Flow and Water Quality:
Stream flows are seasonal in all streams in the Upper Subbasin with some streams maintaining areas with year round water. Low water flow most likely influences water quality and instream water temperatures;
During these low-flow conditions, water quality and instream water temperatures may be unfavorable to trout;
Periods of grazing cattle beyond the Warner Ranch’s carrying capacity and severe drought have degraded water quality and riparian plant communities in streams and in Lake Henshaw (water quality);
The numerous wells located on the Warner Ranch may reduce the amount of water available for riparian species and reduce overall surface flows in the SLR River or its tributaries;
In general, there is a lack of water quality data on the streams in the Upper Subbasin.
There is a lack of data concerning erosion/sediment in the streams of the Upper Subbasin.
Riparian Condition/Water Temperature:
Generally, streamside canopy appeared to be lacking in many of the subbasin’s streams lower reaches near their terminus into Lake Henshaw. These streams’ canopy cover may increase further upstream;
According to a 1978 W.F. SLR River survey report, the three mile section that maintains a trout population contained a mature riparian with nearly 100% canopy closure. More recent surveys on the WF have noted the existence a suitable riparian canopy;
Water temperature data is lacking in the streams in the subbasin. Without an extensive canopy and coldwater seeps, it seems likely that instream water temperatures during the summer and early fall extreme period would be unfavorable for trout.
None of the streams in the Upper Subbasin were surveyed as a part of the watershed assessment; therefore, the condition of instream habitat in the subbasin’s streams is relatively unknown;
Previous surveys on the W.F. SLR River have noted suitable habitat conditions for trout such as, suitable spawning gravels, presence of moderate to deep pools, and mature canopy cover;
Warm water game fish are present in the W.F. SLR River and could inhabit other streams in the subbasin.
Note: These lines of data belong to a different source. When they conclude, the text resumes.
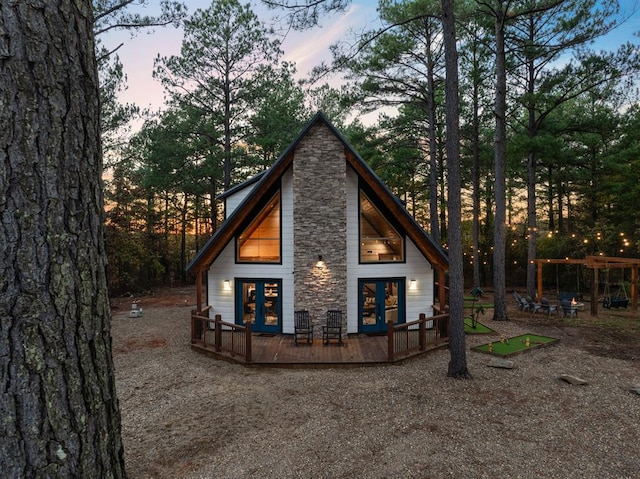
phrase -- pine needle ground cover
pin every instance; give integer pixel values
(515, 345)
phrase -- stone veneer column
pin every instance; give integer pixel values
(320, 224)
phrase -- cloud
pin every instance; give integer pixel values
(309, 49)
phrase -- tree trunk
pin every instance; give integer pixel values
(433, 147)
(58, 404)
(499, 245)
(458, 362)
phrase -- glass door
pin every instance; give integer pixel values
(259, 301)
(380, 300)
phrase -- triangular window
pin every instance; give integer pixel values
(260, 241)
(379, 241)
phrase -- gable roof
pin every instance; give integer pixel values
(266, 180)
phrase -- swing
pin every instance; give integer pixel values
(619, 301)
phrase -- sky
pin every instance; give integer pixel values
(305, 49)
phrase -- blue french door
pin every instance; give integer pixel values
(380, 300)
(259, 300)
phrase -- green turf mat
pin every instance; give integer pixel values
(515, 345)
(479, 329)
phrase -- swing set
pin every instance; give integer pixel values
(595, 263)
(620, 300)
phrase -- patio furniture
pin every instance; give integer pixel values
(569, 309)
(518, 299)
(333, 328)
(533, 306)
(303, 328)
(547, 307)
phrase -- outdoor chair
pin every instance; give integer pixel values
(547, 307)
(523, 304)
(333, 328)
(533, 306)
(518, 299)
(569, 309)
(303, 328)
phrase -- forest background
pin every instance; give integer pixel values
(233, 100)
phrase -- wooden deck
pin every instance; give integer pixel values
(279, 351)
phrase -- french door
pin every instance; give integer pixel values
(259, 301)
(380, 300)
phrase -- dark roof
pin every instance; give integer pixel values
(266, 180)
(241, 186)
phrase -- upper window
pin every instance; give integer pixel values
(379, 240)
(260, 241)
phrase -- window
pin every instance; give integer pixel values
(260, 241)
(379, 240)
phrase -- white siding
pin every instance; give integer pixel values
(416, 267)
(223, 302)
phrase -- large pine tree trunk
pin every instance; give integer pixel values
(499, 236)
(59, 412)
(458, 362)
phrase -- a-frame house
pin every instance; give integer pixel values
(318, 231)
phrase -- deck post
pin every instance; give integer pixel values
(390, 340)
(594, 291)
(539, 281)
(442, 290)
(248, 342)
(634, 288)
(199, 290)
(218, 334)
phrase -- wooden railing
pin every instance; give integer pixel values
(405, 338)
(223, 337)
These fish would predate on the various lifecycle stages of trout.
Based on the self-sustaining, resident trout population in the W.F. SLR River, suitable salmonid spawning areas are available in this stream. Other streams with similar geology may possess spawning gravels as well.
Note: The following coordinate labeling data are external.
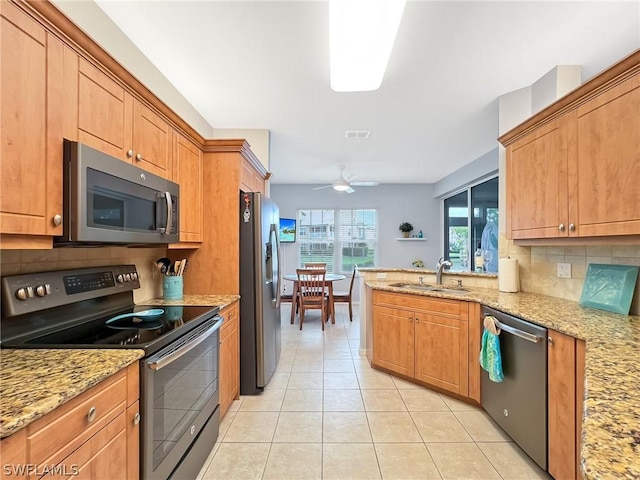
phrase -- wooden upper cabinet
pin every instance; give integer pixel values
(537, 183)
(31, 131)
(572, 169)
(608, 162)
(187, 172)
(108, 118)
Salmonid habitat conditions in the Upper Subbasin are generally considered unknown as far as potential refugia due to the lack of recent surveys. The W.F. SLR River was considered medium potential because of its current trout population and its watershed boundaries located almost entirely within the Cleveland National Forest;
The subbasin is currently inaccessible to steelhead. Numerous downstream fish passage barriers would need to be modified in order to allow trout to have access to the area. The limited sections of permanent stream flow would be a limiting factor for potential refugia areas for trout.
In the West Fork SLR, rainbow trout are limited to a three mile reach at approximately three miles upstream of the confluence with Lake Henshaw, where they are confined by an upper and lower falls;
Fish passage barriers may be present on some of the streams that drain into Lake Henshaw. Stream surveys are needed to determine the presence/absence of any potential barriers.